But without sausage and the rest of the paella, the thawed bag of shrimp was a sinking ship, and I felt compelled to save it. Going against everyone's lunch wishes, I peeled the shrimp and threw it in a pan with butter and the scraps from a clove of garlic. After the shrimp curled and took on a nice color, I dumped it into a bowl and used the rest of the butter to fry some old chunks of bread.
"Shrimp toast," I announced, laying the bowl on the table. Marissa and Rodney took a few hesitant bites, which turned into more cadent, confident chewing. By the end of lunch, Rodney was lunging across the table, shoveling handfuls of shrimp into his mouth, contending with Marissa over the last few wedges of garlic buttered bread. Meanwhile, the turkey sandwich sat beside the wreckage on its own plate undisturbed.

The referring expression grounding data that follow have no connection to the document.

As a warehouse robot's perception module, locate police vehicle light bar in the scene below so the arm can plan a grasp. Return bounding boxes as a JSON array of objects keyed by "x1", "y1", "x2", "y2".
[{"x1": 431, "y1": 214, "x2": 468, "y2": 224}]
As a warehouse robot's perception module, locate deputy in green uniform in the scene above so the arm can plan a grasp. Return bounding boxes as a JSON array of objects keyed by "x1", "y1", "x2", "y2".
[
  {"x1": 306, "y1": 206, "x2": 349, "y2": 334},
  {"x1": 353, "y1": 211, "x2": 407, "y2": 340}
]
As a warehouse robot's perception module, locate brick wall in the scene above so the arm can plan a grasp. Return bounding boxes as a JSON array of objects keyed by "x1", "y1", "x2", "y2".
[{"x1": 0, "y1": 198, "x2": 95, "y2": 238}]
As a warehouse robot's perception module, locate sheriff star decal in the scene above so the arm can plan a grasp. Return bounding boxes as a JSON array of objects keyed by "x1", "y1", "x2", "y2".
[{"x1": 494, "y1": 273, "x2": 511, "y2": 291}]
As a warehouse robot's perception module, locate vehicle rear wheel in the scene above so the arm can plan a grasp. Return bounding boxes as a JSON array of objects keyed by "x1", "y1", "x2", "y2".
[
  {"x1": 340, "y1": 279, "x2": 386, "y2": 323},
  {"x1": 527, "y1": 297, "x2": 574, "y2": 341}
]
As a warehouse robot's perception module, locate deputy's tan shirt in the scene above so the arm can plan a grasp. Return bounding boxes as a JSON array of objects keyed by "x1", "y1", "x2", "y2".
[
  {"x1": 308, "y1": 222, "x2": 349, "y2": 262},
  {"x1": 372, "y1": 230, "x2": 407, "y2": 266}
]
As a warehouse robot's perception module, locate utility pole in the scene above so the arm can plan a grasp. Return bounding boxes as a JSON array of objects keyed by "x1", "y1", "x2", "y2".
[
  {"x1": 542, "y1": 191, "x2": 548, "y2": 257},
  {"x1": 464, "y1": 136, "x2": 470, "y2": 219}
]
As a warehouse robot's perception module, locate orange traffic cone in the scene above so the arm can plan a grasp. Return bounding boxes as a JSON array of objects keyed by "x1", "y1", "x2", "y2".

"Can somebody explain what just happened?" I asked, flabbergasted.
"We like shrimp now," said Marissa. "We're a shrimp family now."
"Well I guess so!" I laughed. "Weapons free on the shrimp then, huh?"
"Yes, more shrimp" laughed Marissa wiping her hands. Rodney nodded, and with his mouth full, flashed a buttery thumbs up in approval.
After cleaning up from lunch, Marissa worked outside while Rodney and I tried out his new bike again.
"How's he doing with his bike?" asked Marissa.
"Rod, how does your bike make you feel?" I asked.
"HAPPY!" yelled Rodney, letting a grin spread across his face. Rodney gripped my hand, and after climbing on his bike, he began to dole out orders.
"OK DADA," said Rodney. "What do we need from the grocery store?" He flexed his tiny calve muscles, moving the pedals and rolling down the driveway. I shuffled after him with a coffee cup in hand.
"Oh man, groceries?" I replied. "We're going to the grocery store?"
"Yeah!" said Rodney, eyes focused on the road. "We gotta get groceries for the job site." He gestured behind us, where Marissa was staining wood slats for the fence. "We need crappy bars, pocky, beercha...".
Rodney and I made several trips to the grocery store in his head, riding up and down the side walk. He even fell off his bike once or twice, but his self-appointed responsibility of keeping the jobsite stocked with beer, cereal bars, and pocky kept him focused.
Thanks for stopping by today. Have a wonderful Friday, everyone.